Let me make a world around
you, to show you the world
around me, the shape of if.

***

It can’t be too big. This land is quiet, simple. No murders here. Not anymore. It should honor that. Flatter. Abstract. From bronze. Curved up a bit. Nonsense. Wavy, like the hills. Put it in the middle of the field. Something symbolic of what we believe about nature. Not about what we know. Put holes in it so when someone saunters up to it they can see the sky, the field. An amorphous shape. Humanity doesn’t really befit this land anymore. Holes and waves. Something to frame the view. Circular. Smooth, forgiving curves. Stolen land. Nothing jagged or cruel looking. Maternal. The suggestion of rolling.

***

Give me an atom the size of my head! You
become nature, lucky! If I name it,
they will come. If they come, we can
finally eat all the food that’s getting
cold. I don’t know about
me, but it
sure looks like I want you by the way
my hand involuntarily stretches your
way. I’m so bland compared to
yellow flowers, I’m hardly
geometry. The conveyor belt Earth
ain’t doing me any favors. I graffited
the stop signs in my neighborhood to
read DON’T STOP BELIEVIN’ and now
every intersection is an art museum. My
first inclination is to use
words. The trees all look the same. What
goes into our head is what we see. Easy
peasy, no? The tree grows right into me, and you,
as we look past each other. I love your head, how it can so easily become.

About the Poet
Franklin K.R. Cline’s poems have been featured in Banango Street, Matter, Oyez Review and Word Riot. He is an enrolled member of the Cherokee Nation and a PhD candidate in Creative Writing at the University of Milwaukee-Wisconsin. He lives in Milwaukee with three cats and his wife, Rachel Kincaid.

Two Poems by Kelli Allen

If Fairy Tales in Fall
It isn’t so much that the leaves are dizzy as it is they are lodged in confusion,
the same variety that persuades us to jump when the waters are on the rise. We
say, “look” as our feet reappear after tumbling over our shoulders on the way
down, we tremble and spill over. The repair work is universal
as the rake scratches our sides.

I contain so much thinning, yet lushness is my fresco when I stop at the bottom
of the well, climb back into the bucket and yell up “It matters! It matters!” until
only the rope tail hangs near the stone rim. Nothing whorls up in a shock
the way a name does, when its ours, all peacock and hiss, all vowel and cinnamon.
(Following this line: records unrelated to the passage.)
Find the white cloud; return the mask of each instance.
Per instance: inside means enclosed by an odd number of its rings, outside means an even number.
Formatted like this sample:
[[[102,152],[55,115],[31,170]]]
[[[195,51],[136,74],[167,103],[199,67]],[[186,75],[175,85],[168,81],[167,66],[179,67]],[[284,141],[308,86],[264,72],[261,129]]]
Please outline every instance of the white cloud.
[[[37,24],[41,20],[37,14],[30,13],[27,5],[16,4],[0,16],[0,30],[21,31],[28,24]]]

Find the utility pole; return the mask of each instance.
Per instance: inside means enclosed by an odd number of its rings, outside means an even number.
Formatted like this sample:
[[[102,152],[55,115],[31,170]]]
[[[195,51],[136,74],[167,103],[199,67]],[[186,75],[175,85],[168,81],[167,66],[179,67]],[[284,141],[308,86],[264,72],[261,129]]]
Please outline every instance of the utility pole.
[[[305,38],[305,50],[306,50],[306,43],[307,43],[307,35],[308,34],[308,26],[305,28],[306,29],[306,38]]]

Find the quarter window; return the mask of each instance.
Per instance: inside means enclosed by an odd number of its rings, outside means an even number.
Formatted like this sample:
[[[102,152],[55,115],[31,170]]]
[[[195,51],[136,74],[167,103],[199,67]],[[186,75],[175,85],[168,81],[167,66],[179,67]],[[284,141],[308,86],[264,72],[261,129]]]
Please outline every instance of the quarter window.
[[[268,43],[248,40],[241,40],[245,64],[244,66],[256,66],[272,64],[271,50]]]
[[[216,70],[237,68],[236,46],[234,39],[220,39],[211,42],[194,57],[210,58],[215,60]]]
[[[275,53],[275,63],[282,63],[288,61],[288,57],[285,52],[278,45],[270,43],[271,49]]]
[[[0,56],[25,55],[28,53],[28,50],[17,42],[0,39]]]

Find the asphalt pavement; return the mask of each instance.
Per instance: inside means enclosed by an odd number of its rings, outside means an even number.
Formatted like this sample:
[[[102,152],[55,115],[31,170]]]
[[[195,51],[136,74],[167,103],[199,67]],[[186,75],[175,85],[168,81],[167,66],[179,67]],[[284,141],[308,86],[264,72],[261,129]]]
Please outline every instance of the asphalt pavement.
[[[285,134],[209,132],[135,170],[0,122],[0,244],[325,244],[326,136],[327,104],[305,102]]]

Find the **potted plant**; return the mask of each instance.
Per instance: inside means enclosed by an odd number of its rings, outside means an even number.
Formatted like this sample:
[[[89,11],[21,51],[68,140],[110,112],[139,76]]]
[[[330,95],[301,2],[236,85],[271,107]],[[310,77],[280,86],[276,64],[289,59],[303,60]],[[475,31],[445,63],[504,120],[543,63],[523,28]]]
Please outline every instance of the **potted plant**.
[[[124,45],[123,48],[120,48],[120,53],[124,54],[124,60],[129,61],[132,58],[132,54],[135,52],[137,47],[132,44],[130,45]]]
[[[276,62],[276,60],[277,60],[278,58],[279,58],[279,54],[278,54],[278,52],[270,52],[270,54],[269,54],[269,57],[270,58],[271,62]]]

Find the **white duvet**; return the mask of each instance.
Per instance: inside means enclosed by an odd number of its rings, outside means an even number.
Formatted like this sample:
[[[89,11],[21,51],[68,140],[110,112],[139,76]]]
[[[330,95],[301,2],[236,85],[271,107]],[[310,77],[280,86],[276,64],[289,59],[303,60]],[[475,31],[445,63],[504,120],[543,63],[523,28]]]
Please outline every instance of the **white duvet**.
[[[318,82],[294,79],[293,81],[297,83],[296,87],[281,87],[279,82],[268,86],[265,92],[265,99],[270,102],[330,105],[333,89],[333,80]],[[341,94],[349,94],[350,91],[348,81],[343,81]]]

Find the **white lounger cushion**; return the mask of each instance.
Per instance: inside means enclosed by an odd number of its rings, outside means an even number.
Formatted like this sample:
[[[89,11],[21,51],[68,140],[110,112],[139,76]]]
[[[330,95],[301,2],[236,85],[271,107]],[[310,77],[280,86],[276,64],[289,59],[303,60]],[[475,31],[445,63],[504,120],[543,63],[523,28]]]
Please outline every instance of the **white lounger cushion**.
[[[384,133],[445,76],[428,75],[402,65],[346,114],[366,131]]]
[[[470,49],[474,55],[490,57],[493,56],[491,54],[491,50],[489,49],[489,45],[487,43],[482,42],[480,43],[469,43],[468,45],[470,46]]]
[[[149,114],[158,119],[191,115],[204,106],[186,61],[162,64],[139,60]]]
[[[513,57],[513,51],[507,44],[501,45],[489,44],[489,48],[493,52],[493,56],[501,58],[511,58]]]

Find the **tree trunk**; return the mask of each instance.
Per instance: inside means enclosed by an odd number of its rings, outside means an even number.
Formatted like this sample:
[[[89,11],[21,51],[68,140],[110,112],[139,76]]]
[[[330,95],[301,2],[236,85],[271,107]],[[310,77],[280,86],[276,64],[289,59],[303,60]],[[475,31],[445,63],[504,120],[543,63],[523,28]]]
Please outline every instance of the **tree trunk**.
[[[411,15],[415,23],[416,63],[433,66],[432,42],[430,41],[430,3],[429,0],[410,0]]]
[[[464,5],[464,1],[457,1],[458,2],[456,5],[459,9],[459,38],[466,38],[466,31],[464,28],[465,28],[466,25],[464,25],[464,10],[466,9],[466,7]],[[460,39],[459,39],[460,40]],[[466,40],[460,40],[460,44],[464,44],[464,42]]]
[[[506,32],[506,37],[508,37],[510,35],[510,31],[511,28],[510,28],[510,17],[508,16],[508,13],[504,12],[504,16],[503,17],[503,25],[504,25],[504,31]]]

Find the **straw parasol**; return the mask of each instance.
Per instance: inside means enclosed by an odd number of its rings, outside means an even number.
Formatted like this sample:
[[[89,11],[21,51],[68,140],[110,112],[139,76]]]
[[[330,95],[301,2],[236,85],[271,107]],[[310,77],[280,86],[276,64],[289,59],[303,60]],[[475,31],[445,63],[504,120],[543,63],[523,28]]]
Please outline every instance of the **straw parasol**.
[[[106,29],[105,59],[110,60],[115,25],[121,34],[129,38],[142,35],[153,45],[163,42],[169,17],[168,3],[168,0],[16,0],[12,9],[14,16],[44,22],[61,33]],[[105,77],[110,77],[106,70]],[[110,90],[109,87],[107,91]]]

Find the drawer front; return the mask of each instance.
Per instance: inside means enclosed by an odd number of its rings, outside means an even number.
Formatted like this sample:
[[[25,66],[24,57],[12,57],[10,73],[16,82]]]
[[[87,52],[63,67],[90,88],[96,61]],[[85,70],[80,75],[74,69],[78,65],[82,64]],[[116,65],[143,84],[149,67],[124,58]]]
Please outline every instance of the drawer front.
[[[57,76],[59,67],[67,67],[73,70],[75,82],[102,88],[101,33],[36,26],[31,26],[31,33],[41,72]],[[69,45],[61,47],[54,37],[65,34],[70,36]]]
You have been told how to cut back the trestle, to light the lamp and fold your hands.
This way, we are advocates together for a splayed phrase and retelling. The only
stories we can give back are ones considerate of the moss digesting the ledge.

Suspending Delirious Limbs
Although I do not claw at my own chest, I recognize the desire as just that—
desire. It is a recitation of horrors, spoken in close iambic pentameter, which keeps
my hands, rounded fingers points against palms, close to my sides.  I say the cross
-hatched words in monotonous rounds, vowels slow, consonants exhausted,
becoming flat, and so calming.  Her wrists are the knotted tree where the rabbit sits,
eggs in its belly, waiting for Ivan.

Where my mother’s hands would have caught against pearlescent buttons when she
ripped through one blouse or another, trying to free breath, skin, small
cranberry-red streaks of rising flesh, mine stay this still. There are no legs long
enough to reach the branch where I was hatched.
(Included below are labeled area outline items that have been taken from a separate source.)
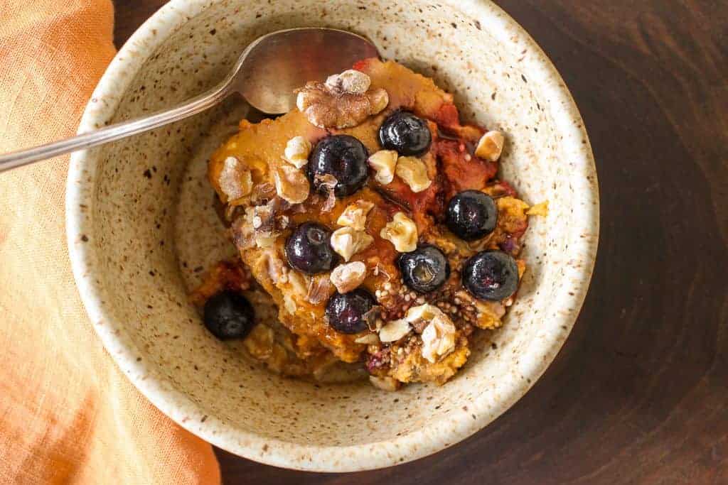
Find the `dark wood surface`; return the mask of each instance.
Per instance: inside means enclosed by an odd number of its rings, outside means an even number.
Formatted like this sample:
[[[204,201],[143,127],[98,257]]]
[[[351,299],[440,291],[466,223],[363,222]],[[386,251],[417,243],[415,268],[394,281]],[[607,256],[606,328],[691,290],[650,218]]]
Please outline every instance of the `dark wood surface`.
[[[163,3],[116,0],[117,45]],[[225,483],[728,483],[728,1],[497,3],[561,71],[596,158],[601,239],[571,337],[434,456],[336,475],[218,452]]]

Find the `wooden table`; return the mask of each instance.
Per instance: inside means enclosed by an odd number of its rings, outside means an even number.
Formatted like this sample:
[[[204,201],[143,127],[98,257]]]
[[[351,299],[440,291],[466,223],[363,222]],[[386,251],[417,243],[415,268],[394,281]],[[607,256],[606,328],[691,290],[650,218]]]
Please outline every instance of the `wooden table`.
[[[116,0],[117,45],[164,3]],[[434,456],[335,475],[218,451],[226,483],[728,483],[728,2],[497,3],[594,148],[601,240],[571,337],[510,411]]]

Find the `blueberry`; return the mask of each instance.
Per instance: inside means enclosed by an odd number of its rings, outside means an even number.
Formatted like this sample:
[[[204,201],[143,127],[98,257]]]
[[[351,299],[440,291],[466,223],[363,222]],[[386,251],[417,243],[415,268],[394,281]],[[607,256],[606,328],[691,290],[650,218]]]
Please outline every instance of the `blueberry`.
[[[445,220],[459,238],[475,241],[496,228],[498,209],[493,199],[480,191],[465,191],[450,199]]]
[[[336,254],[329,241],[331,231],[316,223],[298,225],[285,241],[285,257],[293,269],[306,274],[331,270],[336,262]]]
[[[518,266],[502,251],[479,252],[465,262],[462,285],[476,298],[505,300],[518,287]]]
[[[395,111],[379,127],[379,143],[400,155],[419,156],[430,149],[432,135],[427,124],[407,111]]]
[[[418,293],[434,292],[450,276],[450,263],[434,246],[420,246],[403,253],[397,262],[405,284]]]
[[[336,293],[326,304],[328,324],[342,334],[357,334],[367,329],[364,315],[376,305],[371,293],[362,288]]]
[[[317,190],[321,191],[317,175],[333,175],[337,197],[345,197],[364,186],[367,179],[367,158],[364,145],[348,135],[326,137],[316,145],[309,156],[309,177]]]
[[[255,324],[255,312],[245,297],[226,290],[205,303],[205,326],[221,340],[245,338]]]

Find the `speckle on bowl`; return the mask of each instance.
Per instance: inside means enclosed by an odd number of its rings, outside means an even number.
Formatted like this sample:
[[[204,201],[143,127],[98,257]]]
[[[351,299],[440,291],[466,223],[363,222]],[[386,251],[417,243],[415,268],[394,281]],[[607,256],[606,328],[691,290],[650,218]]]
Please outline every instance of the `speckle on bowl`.
[[[240,102],[76,153],[67,188],[68,245],[106,348],[182,426],[277,466],[385,467],[481,429],[551,362],[594,263],[596,174],[558,73],[513,20],[483,1],[173,0],[119,52],[79,130],[172,106],[221,80],[256,37],[312,25],[363,33],[384,57],[434,77],[455,93],[466,118],[507,134],[502,170],[526,201],[549,201],[548,217],[532,219],[528,233],[530,270],[519,299],[456,378],[397,394],[365,384],[313,385],[270,374],[207,333],[187,292],[232,247],[215,215],[205,163],[245,115]]]

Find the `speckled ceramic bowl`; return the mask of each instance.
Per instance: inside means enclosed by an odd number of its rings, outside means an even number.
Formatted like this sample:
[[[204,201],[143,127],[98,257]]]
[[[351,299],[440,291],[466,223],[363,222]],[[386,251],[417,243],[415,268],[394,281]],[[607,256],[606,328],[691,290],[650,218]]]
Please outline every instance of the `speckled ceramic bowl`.
[[[91,321],[121,369],[192,433],[278,466],[385,467],[454,444],[507,409],[569,335],[594,263],[597,180],[577,107],[534,41],[487,1],[173,0],[114,60],[80,131],[173,105],[219,81],[245,46],[282,28],[325,25],[372,39],[386,57],[435,79],[463,115],[507,134],[505,177],[548,200],[525,250],[529,270],[505,326],[443,387],[281,378],[212,337],[187,300],[202,268],[233,251],[212,209],[205,161],[245,105],[71,160],[68,246]],[[332,46],[335,49],[336,46]]]

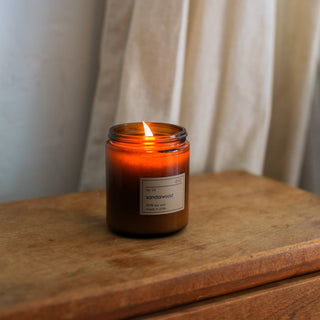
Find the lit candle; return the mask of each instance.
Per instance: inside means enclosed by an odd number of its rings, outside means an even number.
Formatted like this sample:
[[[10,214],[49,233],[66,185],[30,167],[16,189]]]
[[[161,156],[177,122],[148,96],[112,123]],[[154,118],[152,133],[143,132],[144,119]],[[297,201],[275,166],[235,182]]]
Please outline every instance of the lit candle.
[[[107,224],[125,235],[157,236],[188,222],[189,142],[183,127],[129,123],[106,143]]]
So she has given me a house I am not to touch, its windows smaller than my
earlobes, its faces through the doors colder than expected. We stand on either side
of a roof peppered with mica, the pinks making me ache, the hues making her clutch
her peter-pan collar as I lean too close, too far inward.
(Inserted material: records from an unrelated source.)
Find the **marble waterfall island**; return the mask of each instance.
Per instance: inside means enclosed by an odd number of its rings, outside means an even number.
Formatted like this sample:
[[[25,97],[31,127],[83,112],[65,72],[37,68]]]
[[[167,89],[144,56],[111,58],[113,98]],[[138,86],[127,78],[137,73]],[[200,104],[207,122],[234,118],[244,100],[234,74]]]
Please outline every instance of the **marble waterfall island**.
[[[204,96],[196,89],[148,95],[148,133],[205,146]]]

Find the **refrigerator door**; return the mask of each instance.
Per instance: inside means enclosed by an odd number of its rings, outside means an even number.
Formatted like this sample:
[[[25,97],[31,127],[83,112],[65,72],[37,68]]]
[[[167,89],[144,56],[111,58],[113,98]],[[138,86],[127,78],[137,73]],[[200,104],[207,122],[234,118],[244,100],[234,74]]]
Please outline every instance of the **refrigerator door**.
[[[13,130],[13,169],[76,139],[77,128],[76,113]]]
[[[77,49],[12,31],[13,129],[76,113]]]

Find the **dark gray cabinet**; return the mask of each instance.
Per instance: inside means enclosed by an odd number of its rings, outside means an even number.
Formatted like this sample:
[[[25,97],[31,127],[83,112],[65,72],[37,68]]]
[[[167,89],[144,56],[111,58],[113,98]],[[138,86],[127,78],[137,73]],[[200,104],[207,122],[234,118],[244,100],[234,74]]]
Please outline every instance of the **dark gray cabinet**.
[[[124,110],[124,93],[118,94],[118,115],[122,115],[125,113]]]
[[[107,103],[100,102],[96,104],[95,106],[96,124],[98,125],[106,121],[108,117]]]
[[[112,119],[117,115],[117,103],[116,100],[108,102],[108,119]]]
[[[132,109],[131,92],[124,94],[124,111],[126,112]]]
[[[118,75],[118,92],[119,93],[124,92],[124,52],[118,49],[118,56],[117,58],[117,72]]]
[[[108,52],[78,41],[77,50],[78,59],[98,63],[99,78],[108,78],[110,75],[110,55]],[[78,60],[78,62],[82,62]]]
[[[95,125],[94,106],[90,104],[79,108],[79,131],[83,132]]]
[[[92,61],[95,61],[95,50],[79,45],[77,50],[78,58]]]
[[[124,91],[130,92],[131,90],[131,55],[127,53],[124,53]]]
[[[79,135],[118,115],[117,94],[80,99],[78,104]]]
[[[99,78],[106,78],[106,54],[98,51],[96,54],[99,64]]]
There is no act of rebellion in remembering and I am trying not to hate this self
as compared to her self, compared to both selves one on either side of a dollhouse
made whole by attention, careful, careful attention.

About the Poet
Kelli Allen’s work has appeared in numerous journals and anthologies in the US and internationally. She is currently a Professor of Humanities and Creative Writing at Lindenwood University. Allen gives readings and teaches workshops throughout the US. Her full-length poetry collection, Otherwise, Soft White Ash, from John Gosslee Books (2012) was nominated for the Pulitzer Prize. See www.kelli-allen.com.